West African troops were poised to intervene in Gambia on Thursday after President Yahya Jammeh's mandate expired and overnight talks to convince him to stand down failed.
Senegal has deployed hundreds of soldiers to its shared border with Gambia and Nigeria has pre-positioned war planes and helicopters after regional bloc ECOWAS said it would remove Jammeh if he did not hand over power to challenger Adama Barrow, who won an election in early December.
Gambia's capital, Banjul, was quiet overnight and on Thursday morning as military helicopters flew overhead and police trucks patrolled largely empty streets.

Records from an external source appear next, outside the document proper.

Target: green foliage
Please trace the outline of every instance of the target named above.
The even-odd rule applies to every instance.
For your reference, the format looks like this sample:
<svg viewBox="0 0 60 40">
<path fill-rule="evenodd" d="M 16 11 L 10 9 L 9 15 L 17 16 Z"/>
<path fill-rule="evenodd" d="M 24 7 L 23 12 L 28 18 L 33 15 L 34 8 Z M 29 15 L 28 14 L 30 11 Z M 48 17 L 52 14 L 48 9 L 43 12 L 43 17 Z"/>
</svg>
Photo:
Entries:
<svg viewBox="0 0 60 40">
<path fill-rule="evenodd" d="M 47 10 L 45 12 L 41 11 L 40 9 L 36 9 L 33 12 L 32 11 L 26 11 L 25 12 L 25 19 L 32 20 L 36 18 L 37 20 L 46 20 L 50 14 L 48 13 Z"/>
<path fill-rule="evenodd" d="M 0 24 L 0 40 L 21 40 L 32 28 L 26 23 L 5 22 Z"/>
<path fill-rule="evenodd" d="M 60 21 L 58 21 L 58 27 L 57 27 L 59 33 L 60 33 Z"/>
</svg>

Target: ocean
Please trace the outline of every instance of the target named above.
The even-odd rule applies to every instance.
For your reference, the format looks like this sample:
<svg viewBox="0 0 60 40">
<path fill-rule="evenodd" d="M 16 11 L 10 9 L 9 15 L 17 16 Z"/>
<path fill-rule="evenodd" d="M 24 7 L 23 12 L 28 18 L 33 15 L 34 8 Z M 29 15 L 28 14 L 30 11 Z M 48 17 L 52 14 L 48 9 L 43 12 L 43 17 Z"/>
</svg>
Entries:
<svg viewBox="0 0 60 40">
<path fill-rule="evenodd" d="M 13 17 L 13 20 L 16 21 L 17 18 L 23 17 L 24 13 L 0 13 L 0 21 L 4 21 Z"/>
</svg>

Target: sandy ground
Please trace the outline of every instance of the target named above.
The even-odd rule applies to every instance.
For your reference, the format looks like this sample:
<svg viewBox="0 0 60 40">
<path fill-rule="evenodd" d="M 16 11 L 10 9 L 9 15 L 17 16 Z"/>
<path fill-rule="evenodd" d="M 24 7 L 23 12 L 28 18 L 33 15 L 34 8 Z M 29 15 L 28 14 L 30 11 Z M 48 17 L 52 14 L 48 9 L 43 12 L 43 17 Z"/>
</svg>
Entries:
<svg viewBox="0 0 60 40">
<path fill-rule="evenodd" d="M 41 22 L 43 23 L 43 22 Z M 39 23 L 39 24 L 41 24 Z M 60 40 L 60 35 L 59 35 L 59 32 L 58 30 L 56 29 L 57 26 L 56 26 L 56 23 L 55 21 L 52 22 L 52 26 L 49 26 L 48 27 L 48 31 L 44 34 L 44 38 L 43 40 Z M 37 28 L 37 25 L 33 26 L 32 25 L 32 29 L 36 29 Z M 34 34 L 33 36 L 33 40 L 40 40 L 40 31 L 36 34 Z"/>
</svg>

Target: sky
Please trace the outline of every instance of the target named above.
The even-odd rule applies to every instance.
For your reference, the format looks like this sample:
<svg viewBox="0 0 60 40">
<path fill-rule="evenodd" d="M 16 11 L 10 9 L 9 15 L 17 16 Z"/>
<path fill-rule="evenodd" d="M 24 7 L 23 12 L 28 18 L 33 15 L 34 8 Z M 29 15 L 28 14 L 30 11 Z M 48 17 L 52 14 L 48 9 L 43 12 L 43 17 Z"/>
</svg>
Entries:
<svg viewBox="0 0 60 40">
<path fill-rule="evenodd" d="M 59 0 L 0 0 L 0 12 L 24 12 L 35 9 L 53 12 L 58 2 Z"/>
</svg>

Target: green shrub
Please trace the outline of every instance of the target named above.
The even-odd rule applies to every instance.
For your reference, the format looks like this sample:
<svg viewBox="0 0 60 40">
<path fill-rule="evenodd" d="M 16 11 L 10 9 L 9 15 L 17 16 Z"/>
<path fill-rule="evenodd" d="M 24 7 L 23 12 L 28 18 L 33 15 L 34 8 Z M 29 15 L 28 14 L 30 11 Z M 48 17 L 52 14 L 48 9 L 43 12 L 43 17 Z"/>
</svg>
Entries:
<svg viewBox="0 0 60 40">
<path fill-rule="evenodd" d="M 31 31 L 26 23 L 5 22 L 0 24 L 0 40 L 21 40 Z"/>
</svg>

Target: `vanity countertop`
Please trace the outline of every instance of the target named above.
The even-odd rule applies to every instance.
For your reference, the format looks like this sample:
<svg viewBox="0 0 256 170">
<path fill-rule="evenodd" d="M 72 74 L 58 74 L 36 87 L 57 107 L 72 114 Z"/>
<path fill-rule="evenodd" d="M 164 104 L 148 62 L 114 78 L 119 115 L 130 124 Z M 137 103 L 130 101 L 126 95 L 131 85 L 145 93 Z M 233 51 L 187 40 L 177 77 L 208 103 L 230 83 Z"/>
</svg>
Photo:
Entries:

Mauritanian President Mohamed Ould Abdel Aziz led last ditch talks with Jammeh in Banjul on Wednesday before meeting Senegal's President Macky Sall and Barrow in Dakar overnight.
It was unclear what Jammeh's next move would be. The veteran leader faces almost total diplomatic isolation and a government that has all but collapsed from defections. Both ECOWAS and the African Union have said they will recognise Barrow as president from Thursday.
"It is absurd," Barrow's spokesman Halifa Sallah said in a press conference on Wednesday. "The clear position is that the president-elect should assume office on the 19th".
Plans to swear Barrow in at the national stadium have been dropped but he will take the oath of office at an undisclosed location, Sallah said.
Two diplomats said they expected Barrow to be sworn in at the Gambian embassy in Senegal.